Machine Understanding

I’m at the opera house watching The Nutcracker. Toward the end of Act II, Scene 1, one of the lead ballerinas stumbles, nearly falling over. The audience falls silent, but before anyone can grasp what’s happening, she leaps into her role again. Thunderous applause follows the curtain’s fall, despite the less than perfect rendition. In the next scene, a robot replaces Ms. Akhmatova, and robo-ballerina executes an immaculate interpretation of the “Dance of the Sugarplum Fairy.”

As I wait in the long line to the men’s restroom in this fictional opera house, I ask myself which of the ballerinas, Ms. Akhmatova or robo-ballerina, has a better grasp of the ballet. If the essence of a ballet lies in its execution, does the robot, with its flawless performance, “understand” the ballet more completely than Ms. Akhmatova, whose occasional missteps fail to escape the seasoned observer?

With “Recursive Neural Networks Can Learn Logical Semantics”, Samuel Bowman, Christopher Potts, and Christopher Manning successfully trained recursive neural networks (RNNs) to apply logical inference to natural language. Like many other pivotal scientific works, the significance of this phenomenal work won’t become fully appreciated or manifest except in retrospect. Machine learning (ML) researchers have been applying neural networks (NNs) to a variety of problems, from image recognition to signal processing, but as a student of natural language processing, this work renewed my faith in neural networks’ capacity to live up to the term “deep learning” and uncover profundity in data.

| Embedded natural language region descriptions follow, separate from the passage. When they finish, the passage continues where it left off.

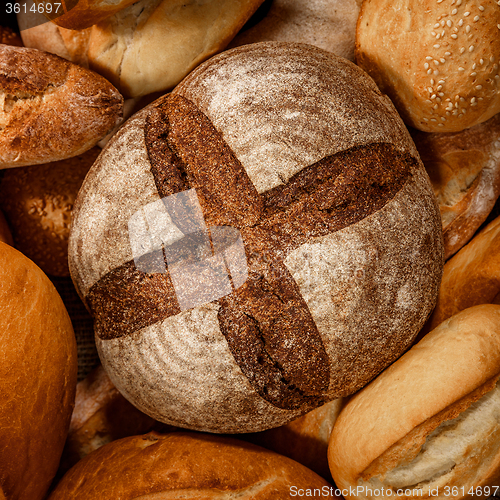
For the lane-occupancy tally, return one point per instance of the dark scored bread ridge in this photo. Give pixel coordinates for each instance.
(266, 322)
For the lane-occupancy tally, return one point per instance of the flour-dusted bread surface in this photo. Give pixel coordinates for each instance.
(470, 277)
(51, 109)
(151, 45)
(464, 168)
(298, 151)
(437, 60)
(327, 24)
(431, 419)
(37, 377)
(184, 465)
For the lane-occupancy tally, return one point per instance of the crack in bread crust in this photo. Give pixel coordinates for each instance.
(266, 322)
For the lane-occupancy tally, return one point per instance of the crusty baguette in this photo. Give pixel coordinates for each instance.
(51, 109)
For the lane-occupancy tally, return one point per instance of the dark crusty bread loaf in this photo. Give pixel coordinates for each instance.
(52, 109)
(430, 421)
(38, 202)
(184, 465)
(37, 377)
(335, 250)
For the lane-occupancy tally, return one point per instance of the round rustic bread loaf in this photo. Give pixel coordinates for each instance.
(327, 24)
(464, 168)
(37, 377)
(184, 465)
(437, 60)
(52, 109)
(430, 422)
(326, 233)
(38, 202)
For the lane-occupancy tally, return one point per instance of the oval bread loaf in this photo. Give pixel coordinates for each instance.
(38, 369)
(315, 200)
(184, 465)
(437, 60)
(51, 109)
(430, 422)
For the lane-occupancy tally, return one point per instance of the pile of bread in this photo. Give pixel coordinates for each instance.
(281, 216)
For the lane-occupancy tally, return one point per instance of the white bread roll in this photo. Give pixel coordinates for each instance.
(431, 420)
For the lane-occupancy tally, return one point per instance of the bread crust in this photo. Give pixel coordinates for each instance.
(38, 368)
(302, 260)
(436, 380)
(437, 61)
(329, 25)
(52, 109)
(464, 168)
(193, 465)
(471, 277)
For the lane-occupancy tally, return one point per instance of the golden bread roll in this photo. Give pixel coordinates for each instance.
(37, 377)
(327, 24)
(464, 168)
(436, 60)
(51, 109)
(470, 277)
(184, 465)
(430, 422)
(9, 37)
(305, 439)
(151, 45)
(101, 415)
(324, 292)
(38, 202)
(80, 14)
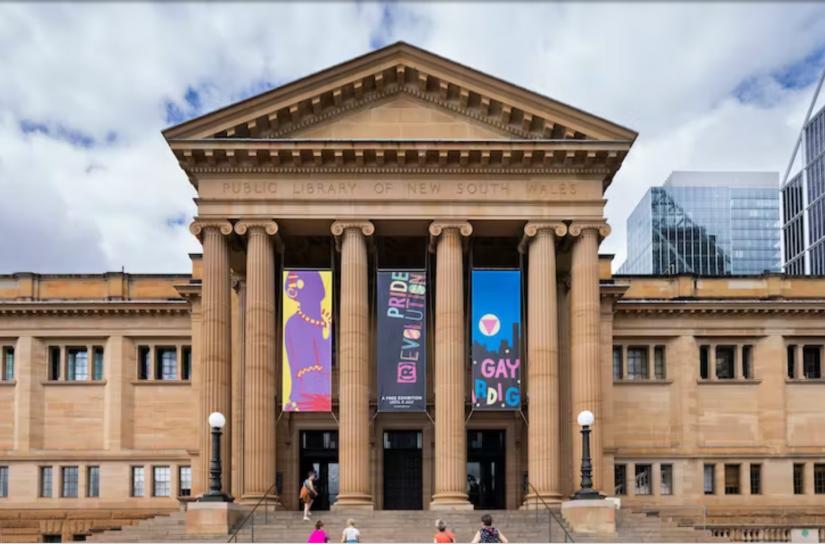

There is a tendency among non-technical admirers of ML to regard these methods as beyond their creators: independent entities that will one day, given refined enough algorithms and enough energy, out-comprehend their human creators and overwhelm humanity with their artificial consciousnesses. The term “neural networks” is itself a misnomer that doesn’t at all reflect the elaborate complexity of how human neurons represent and acquire information; it’s simply a term for nonlinear classification algorithms that began catching on once the computing power to run them emerged.

The question of whether or not Samuel Bowman’s NN, or the robo-ballerina in the opening scenario, are capable of “understanding” is largely a theoretical concern for the ML practitioner, who spends the bulk of his or her time undertaking the hard work of curating manually labeled data, fine-tuning his or her neural classifier with methods (or hacks) such as dropout, stochastic gradient descent, convolution and recursion, to increase its accuracy by a few fractions of a percentage point. Ten or twenty years from now, I imagine we’ll be dealing with a novel set of ML tools that will evolve with the rise of quantum computing (the term “machine learning” will probably be ancient history, too), but the essence of these methods will probably remain: to train a mathematical model to perform task X while generalizing its performance to the real world.

I don’t mean to detract from the brilliance of Sam Bowman’s work. I don’t remember the last time a scientific paper excited me so much (in contrast to the medical literature, with its mantra of randomized control trials and cohort studies), and I can’t help but let my imagination wander at the thought that a RNN can actually learn logical inference. As exciting as I find Bowman et al’s paper, it also led me to grapple with the hairy question: What is understanding, and what is mimicry? Trying to answer this question (without using the word “consciousness”) led to a great deal of mental turmoil that culminated in the writing of this essay.

Professor Timothy Winters, a philosopher from Oxford University, praised man’s ability to name as his/her greatest gift. Implicit in this statement, I think, is man’s ability to conceptualize. When I call the energy illuminating my desk lamp “electricity,” I’m not just associating a phonetic time series with my halogen bulb’s white glow, I’m also instantiating an abstract class of natural phenomena and associating with it a body of hypotheses (for instance, Ohm’s Law and Kirchoff’s circuit laws). Had I called this “light” instead of “electricity”, I would have been operating under a different set of hypotheses using different mental schemata.

So what is understanding? To understand is to admit that one doesn’t comprehend anything at all. To understand is to use our uniquely human ability to create mental schemata of the world, models for how things and people interrelate and to systematically test and revise these hypotheses. These models might be inspired by a combination of personal experience, bodies of scientific thought, religion or spirituality, but they represent models nevertheless that are subject to change, and we ought accept them as such else we one day discover our worlds as brittle as the models themselves.

My understanding of people as inherently good, or my understanding of myself as a member of society with a moral duty to serve others, or my belief in human reason, are models subject to change based on my own experiences and the experiences of those who influence me. The word “understand” is itself utopic, an attempt at an ultimately impossible feat.